Today we’d like to introduce you to Erica Hamlett.
Hi Erica, so excited to have you on the platform. So before we get into questions about your work-life, maybe you can bring our readers up to speed on your story and how you got to where you are today?
How I Got Started – The Story Behind T.H.E. S.O.A.P. Thriving Healing Empowering Seeds of Addicted Parents.

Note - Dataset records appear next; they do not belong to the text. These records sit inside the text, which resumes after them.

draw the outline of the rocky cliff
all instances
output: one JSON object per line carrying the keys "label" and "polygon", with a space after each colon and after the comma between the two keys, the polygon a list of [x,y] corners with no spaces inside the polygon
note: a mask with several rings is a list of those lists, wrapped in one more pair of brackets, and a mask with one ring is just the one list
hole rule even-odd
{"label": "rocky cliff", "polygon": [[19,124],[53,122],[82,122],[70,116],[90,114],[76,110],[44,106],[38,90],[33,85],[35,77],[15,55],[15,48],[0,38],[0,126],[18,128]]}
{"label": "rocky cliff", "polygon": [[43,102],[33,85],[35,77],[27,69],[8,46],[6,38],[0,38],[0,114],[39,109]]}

Before my organization ever had a name, it was simply my lived experience as the child of parents who struggled with substance use. At 15 years old, my mother finally entered treatment after years of trying. When she did, I noticed something: there were no meaningful opportunities, activities, or supports to help bring families back together during or after treatment.
Children were often left out of the recovery process — just as we were left out during our parents’ active addiction. I later learned that unless there were court-ordered interventions, children and families are offered little to no support.
I remember visiting my mother during her recovery, along with my grandmother. We would plan visits, and my grandmother would cook for everyone in the recovery facility. But most families didn’t visit, and when they did, their children didn’t visit. That struck me deeply. I couldn’t understand how this made sense.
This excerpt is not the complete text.